The lack of Facebook I haven’t noticed so much, but it was Twitter that was making me anxious. I’m already dealing with the consequences of a couple of minor twitter skirmishes second-hand. I can’t work out whether it’s easier to be calming, or whether I’m just a hypocrite for giving advice from the sidelines. Oddly, my continuing Tumblr habit is still pretty calming. Tumblr can get red hot for internecine warfare — I think possibly for the same porous private/public boundaries, contextless reblogging and hot-potato passing that Twitter enables — but I’ve adopted a somewhat lower level of people to follow, a distance away from my own circles. They’re not far away from the frontlines, and you occasionally hear a burst of gunfire, but in general it is quieter there.

I’m taking the time to continue to do digital maintenance. I moved a bunch of very ancient mailspools into somewhere less vulnerable. The earliest is from August 1997; I still remember my annoyance when I lost the rest of them by failing to pick up my backup CDs from Wired when I left.

Looking through them, I wasn’t surprised that the volume was smaller (despite feeling overwhelming at the time). But even the subject lines seem shorter, look:

(Apologies for any privacy squick for anyone listed. Hey, it’s all meta-data, right?)

I blame wider screens. Of course what I should do now is actually do some data-mining of subject lines (and email sizes) and see how they’ve grown over time. ACTUAL CODE AND DATA.

Talking of code, here’s something I did for yesterday’s post. My vision of writing online always had some element of code mixed with words. It was part of what fascinated me about the the Dynabook. Back when it would sound funny rather than horrid, I would always say that I preferred my fiction with code examples.

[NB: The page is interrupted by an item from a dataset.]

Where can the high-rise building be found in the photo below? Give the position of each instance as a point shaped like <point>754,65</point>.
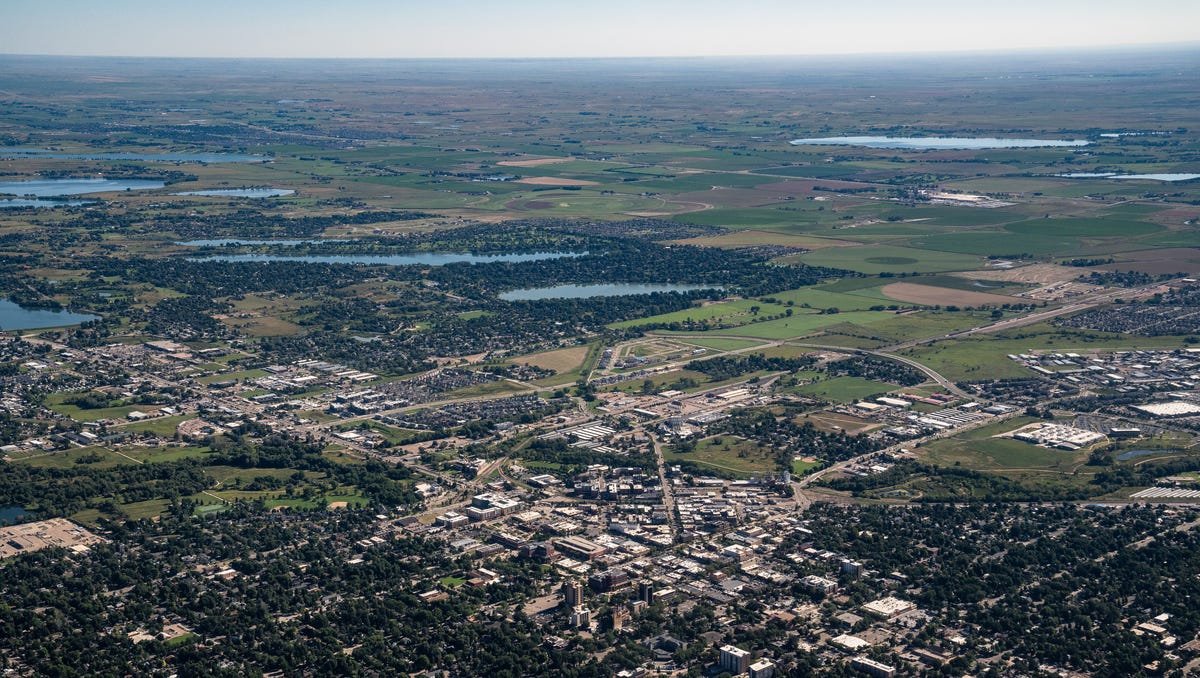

So in yesterday’s blog post, there’s a tiny piece of code. It just randomly shuffles the multiple links to tone argument definitions, because I didn’t want to privilege one version of the story over another. If I’d had more time I would have worked out a way to make it a bit more visible, but as it is it ate about an hour of my time, which is why I’m not eagerly diving headfirst into learning email parsing and MATLAB right now. But I do want to try and integrate code into my writing more. Paul Ford can’t have all the fun!

I was pleased that I could just stick the code into my blog post, like it was just so much more HTML. My Javascript is rusty, so it took me a while to make it sufficiently self-contained. Here’s the code:

The main function does something called a Fisher-Yates shuffle, which I’d never heard about until I’d googled for how to do a shuffle in Javascript and found Frank Mitchell’s only way to shuffle an array in Javascript. Like everyone else, I code by googling these days.

Emergent themes

Look! Another no-publicity big-star tv-imitating-but-not-actually-tv feature! One more, and we shall have a trend!

Looks like the Flirble Organization has finally sublimated. I must write a proper obit for it, and, which held together so much of the early British Internet scene. In the exodus, I’m temporarily stashing my decades-old home domain, on an Amazon instance until I can find it a better home.

It’s pretty hard to navigate AWS’s billing system, but when I did, I found that I’d been paying them 3 cents a month for … quite a while. Digging around, I found that I’d already used it as a potential escape route — I created a backup copy of oblomovka from the time of the Haystack Affair. I don’t know if I ever actually switched Oblomovka over to that after Oblomovka started getting a lot of hits, but it’s been patiently waiting to deal with the failover ever since.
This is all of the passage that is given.